The Elm Tree in Cowley Road was built in 1899 to a design by Henry T. Hare, an architect also responsible for the Town Hall and the Slow & Steady pub (formerly the White House) in Oxford. The building is noted for its long chimney stacks and its pillared rounded porch entrance. The pub was so named for the elm trees that lined the main Oxford to Cowley road when it was no more than a dirt track. It was renamed Big Society in 2013 and is now a popular burger and cocktail bar. Dennis remembers seeing a table tennis table in the Elm Tree, the only one either of us had seen in any pub anywhere!

The Half Moon before it took in the property next door. Image: Michael Crook

Despite the losses and changes, there are still some fine real ale pubs around the Plain. Dennis remembers the Half Moon: “It was an Ind Coope house, one of the smallest, if not the smallest, pubs in the city. It was originally one unit but now it’s two. If you look at it from the front, the right-hand room was a trade union office. It added a good 50% to the size of the pub. I’m afraid they missed a trick there. I think they should have changed the name of the pub to the Three Quarters Moon!

“The pub was known for live Irish music. Joe Ryan was the landlord and very much of the same ethnic origin as most of the customers. He’s still around apparently but retired now. You had long benches along the wall, made of planks resting on beer barrels.” Also see “Signs of the Times”.

Finally, Dennis recalls the Port Mahon: “It’s the next one as you go up, on two levels, with the Jeune Street bar on the lower level. To enter, you go up some steps and then down again, and the reason for that is the area is prone to flooding. It was Morrells and is now Greene King, and it’s under new management. It used to be a bit of a music venue but no longer.”

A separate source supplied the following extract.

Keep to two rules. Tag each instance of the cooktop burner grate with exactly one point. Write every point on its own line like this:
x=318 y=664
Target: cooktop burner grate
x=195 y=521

Of the remaining pubs on the 1883 Drink Map of Oxford, the Burton Ale Stores in St Clement’s Street is now the Oranges & Lemons, the Red White & Blue in James Street is now the James Street Tavern, the Star Inn in Pembroke Street is now the Star in Rectory Road, and the Swan Inn in Marston Street is now the Oxford Blue. Facing the Plain, only the Cape of Good Hope, like the cape from which it takes its name, remains unchanged despite brief changes of name in the recent past.